Frequently asked questions
What is a realistic ROI timeframe for AI tools in a small accountancy practice?
Most practices that adopt AI tools systematically start seeing measurable time savings within four to eight weeks of consistent use. A meaningful ROI calculation is usually possible after three months, once you have enough data on time saved per task and can compare it reliably against tool costs. Practices that try to measure too early often underestimate the return because staff are still learning.
How do I put a pound value on time saved by AI?
The simplest approach is to use your average fully loaded staff cost per hour (salary plus employer NI, pension, and overheads) for the staff member doing the task. If a senior accountant earning £45,000 fully loaded costs roughly £30 per hour, and AI tools save them four hours per week, that is £120 per week or around £6,000 per year in recovered staff time. Whether that time is reinvested in billable work or simply reduces pressure is a separate question, but the time value is real either way.
Should I include qualitative benefits when measuring AI ROI?
Yes, but separately from the financial calculation. Track qualitative benefits such as staff confidence, error reduction, and client response times alongside your time and cost numbers. They matter for the case for continued investment, but mixing them into a financial ROI figure makes the calculation harder to defend and harder to repeat.
What if AI tools save time but staff just use it for other non-billable tasks?
This is a real and common situation. Time freed by AI does not automatically convert to billable hours or cost savings. If you want AI investment to translate into revenue, you need to be deliberate about what staff do with recovered time. That means identifying in advance which tasks will absorb the freed capacity, and tracking whether that actually happens.

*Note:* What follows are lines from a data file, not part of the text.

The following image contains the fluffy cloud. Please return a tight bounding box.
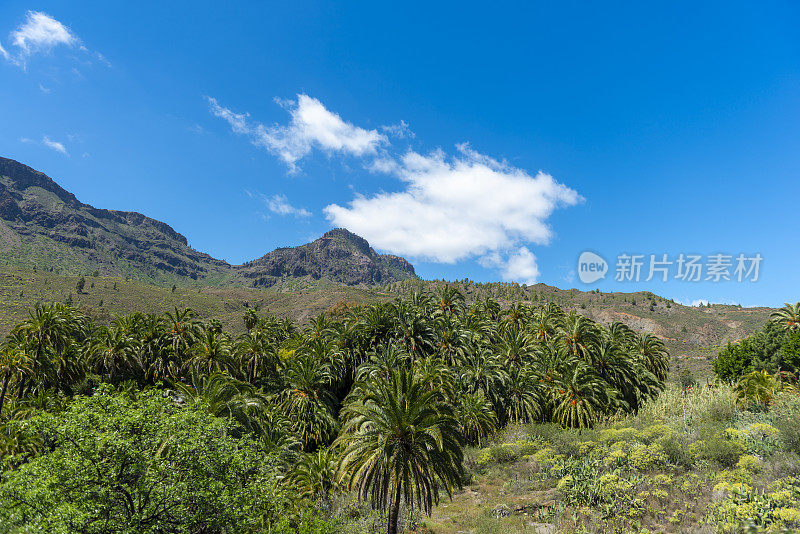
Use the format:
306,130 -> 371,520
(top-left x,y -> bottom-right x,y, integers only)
42,135 -> 69,156
325,145 -> 582,272
208,94 -> 583,283
208,94 -> 387,172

If recovered time consistently goes into lower-priority work, the ROI case weakens.
Is it worth buying a paid AI tool if the free version seems to work?
The free tiers of tools like ChatGPT and Claude are capable for internal drafting tasks that do not involve client data. For client data, the key issue is not simply whether the tool is free or paid. The practice needs appropriate contractual, security, privacy and governance controls. In many cases, that means using a business or enterprise plan with a data processing agreement, suitable admin controls, and clear internal rules on what staff can and cannot enter into the tool. Take professional advice if you are unsure what your obligations require.
How do I track AI ROI without a complicated system?
A simple spreadsheet is sufficient for most small practices. Log the task, the tool used, the time taken with AI versus the previous manual estimate, and the staff cost rate. Review it monthly. You do not need specialist software to build a defensible ROI picture. The key is consistency: logging every use of the tool, not just the impressive ones.